The construction is linear in n, which is easily fast enough for n up to 2000. Memory usage is also linear and trivial for the given constraints.

Test Cases

import sys, io

def run(inp: str) -> str:
    sys.stdin = io.StringIO(inp)
    from math import sqrt
    n = int(inp.strip())
    B = int(sqrt(n))
    if B * B < n:
        B += 1
    res = []
    for start in range(1, n + 1, B):
        end = min(n, start + B - 1)
        block = list(range(start, end + 1))
        block.reverse()
        res.extend(block)
    return " ".join(map(str, res))

# minimal
assert run("1") == "1"

# small case
assert run("2") in ["1 2", "2 1"]

# sample-like
assert len(run("6").split()) == 6

# larger case structure
assert len(run("10").split()) == 10
Test input Expected output What it validates
1 1 minimal boundary
2 1 2 or 2 1 smallest non-trivial permutation
6 6 numbers block correctness and completeness
10 10 numbers general construction validity

Edge Cases

For n = 1, the algorithm sets B = 1. The only block is [1], reversing it still gives [1]. LIS and LDS are both 1, and no alternative permutation exists.

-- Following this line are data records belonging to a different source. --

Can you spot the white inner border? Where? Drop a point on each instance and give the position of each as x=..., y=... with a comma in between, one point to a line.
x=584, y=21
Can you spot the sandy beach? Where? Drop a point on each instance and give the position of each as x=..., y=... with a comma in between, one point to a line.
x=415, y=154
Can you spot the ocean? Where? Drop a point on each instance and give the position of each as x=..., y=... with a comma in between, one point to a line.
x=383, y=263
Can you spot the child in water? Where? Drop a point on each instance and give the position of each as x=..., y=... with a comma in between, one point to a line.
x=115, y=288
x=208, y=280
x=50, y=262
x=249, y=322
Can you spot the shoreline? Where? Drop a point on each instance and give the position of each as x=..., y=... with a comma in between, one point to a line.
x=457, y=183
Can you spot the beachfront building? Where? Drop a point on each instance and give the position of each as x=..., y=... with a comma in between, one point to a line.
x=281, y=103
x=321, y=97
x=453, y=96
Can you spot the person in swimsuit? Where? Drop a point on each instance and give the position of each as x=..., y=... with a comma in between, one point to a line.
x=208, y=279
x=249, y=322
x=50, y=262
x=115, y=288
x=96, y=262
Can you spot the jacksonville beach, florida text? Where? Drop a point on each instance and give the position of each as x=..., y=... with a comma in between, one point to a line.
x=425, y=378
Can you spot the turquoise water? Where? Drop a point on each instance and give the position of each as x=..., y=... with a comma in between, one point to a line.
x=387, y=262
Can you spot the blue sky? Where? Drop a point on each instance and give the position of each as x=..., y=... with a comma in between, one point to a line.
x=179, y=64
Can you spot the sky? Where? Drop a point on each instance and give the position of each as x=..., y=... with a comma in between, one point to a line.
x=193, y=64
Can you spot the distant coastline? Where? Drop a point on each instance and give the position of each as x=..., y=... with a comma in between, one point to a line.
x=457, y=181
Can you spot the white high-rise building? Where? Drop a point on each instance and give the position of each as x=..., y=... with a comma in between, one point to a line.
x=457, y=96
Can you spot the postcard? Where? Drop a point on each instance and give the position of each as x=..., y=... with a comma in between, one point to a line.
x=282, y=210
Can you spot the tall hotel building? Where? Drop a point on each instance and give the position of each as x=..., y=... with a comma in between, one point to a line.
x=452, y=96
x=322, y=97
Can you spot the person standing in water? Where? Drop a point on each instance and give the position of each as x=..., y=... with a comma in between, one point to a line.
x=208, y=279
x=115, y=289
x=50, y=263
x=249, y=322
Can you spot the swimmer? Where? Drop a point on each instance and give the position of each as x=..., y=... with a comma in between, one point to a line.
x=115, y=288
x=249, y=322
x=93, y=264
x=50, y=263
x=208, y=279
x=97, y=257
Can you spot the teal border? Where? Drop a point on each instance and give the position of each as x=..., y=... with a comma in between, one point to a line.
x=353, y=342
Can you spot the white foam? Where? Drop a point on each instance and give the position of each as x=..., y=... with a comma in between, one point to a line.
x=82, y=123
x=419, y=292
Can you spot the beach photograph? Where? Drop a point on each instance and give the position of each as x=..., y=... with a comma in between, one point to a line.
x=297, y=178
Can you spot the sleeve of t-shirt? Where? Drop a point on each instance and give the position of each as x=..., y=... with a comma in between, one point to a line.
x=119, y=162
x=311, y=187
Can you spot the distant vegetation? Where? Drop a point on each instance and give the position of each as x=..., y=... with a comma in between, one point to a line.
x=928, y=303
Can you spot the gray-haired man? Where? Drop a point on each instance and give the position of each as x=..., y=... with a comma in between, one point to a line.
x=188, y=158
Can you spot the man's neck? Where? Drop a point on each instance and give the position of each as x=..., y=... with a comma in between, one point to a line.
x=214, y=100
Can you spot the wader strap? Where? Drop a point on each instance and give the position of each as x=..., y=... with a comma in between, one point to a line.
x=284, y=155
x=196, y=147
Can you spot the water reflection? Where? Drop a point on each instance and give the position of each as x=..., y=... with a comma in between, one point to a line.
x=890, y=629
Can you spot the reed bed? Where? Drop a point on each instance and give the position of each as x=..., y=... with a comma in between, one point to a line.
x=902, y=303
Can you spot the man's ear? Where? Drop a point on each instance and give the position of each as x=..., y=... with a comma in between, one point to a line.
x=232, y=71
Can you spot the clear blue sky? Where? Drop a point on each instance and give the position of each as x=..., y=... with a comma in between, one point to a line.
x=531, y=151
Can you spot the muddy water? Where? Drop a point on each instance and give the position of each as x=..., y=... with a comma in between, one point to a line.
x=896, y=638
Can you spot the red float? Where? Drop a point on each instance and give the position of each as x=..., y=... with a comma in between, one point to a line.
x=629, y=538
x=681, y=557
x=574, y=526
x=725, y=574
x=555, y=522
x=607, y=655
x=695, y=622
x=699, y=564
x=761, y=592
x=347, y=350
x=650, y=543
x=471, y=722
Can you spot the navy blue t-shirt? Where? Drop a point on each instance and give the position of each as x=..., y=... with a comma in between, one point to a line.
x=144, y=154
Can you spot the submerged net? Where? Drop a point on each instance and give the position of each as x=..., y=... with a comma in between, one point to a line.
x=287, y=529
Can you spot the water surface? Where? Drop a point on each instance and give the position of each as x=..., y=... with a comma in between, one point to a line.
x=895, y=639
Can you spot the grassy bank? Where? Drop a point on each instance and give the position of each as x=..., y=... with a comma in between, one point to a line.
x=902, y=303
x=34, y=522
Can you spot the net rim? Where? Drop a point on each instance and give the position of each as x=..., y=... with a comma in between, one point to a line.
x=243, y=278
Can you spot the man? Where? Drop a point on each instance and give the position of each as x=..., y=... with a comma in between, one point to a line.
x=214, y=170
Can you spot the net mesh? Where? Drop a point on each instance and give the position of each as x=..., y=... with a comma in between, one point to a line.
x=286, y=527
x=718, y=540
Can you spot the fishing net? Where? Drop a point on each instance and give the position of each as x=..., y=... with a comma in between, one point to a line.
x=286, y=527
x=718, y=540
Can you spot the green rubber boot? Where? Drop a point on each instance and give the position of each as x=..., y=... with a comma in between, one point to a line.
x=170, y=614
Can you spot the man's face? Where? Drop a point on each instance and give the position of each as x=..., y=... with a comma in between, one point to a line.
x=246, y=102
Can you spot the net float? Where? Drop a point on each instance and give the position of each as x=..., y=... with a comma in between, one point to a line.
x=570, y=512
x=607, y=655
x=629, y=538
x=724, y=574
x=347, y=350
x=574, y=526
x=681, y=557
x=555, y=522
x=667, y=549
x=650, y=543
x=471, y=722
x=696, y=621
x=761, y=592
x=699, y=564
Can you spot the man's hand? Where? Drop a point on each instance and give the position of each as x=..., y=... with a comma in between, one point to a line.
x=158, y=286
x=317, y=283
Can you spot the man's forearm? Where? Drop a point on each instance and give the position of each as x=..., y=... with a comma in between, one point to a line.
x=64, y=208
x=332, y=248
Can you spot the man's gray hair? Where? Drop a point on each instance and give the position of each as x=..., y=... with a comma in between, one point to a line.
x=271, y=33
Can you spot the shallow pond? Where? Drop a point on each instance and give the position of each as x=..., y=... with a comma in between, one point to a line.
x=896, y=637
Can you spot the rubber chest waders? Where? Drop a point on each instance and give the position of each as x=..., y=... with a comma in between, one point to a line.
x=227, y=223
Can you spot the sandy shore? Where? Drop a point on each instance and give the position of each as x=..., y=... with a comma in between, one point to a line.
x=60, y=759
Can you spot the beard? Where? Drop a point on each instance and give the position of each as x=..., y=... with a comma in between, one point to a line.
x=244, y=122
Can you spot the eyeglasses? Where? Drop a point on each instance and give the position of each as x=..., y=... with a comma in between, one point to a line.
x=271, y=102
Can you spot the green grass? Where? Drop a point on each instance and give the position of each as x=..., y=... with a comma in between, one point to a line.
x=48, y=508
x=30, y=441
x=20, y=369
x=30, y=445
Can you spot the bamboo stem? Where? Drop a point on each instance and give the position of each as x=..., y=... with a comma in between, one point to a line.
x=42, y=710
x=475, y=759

For n = 2, B = 2. We have a single block [1,2] reversed into [2,1]. This produces LIS = 1 and LDS = 2, which is optimal since any permutation must have at least one of them equal to 2.

For n = 3, B = 2. Blocks are [1,2] → [2,1] and [3] → [3], giving [2,1,3]. LIS is 2 and LDS is 2, showing the balancing effect already starts appearing even at small scale.

Each of these cases confirms that the construction degrades smoothly at small n without requiring special handling beyond the block size computation.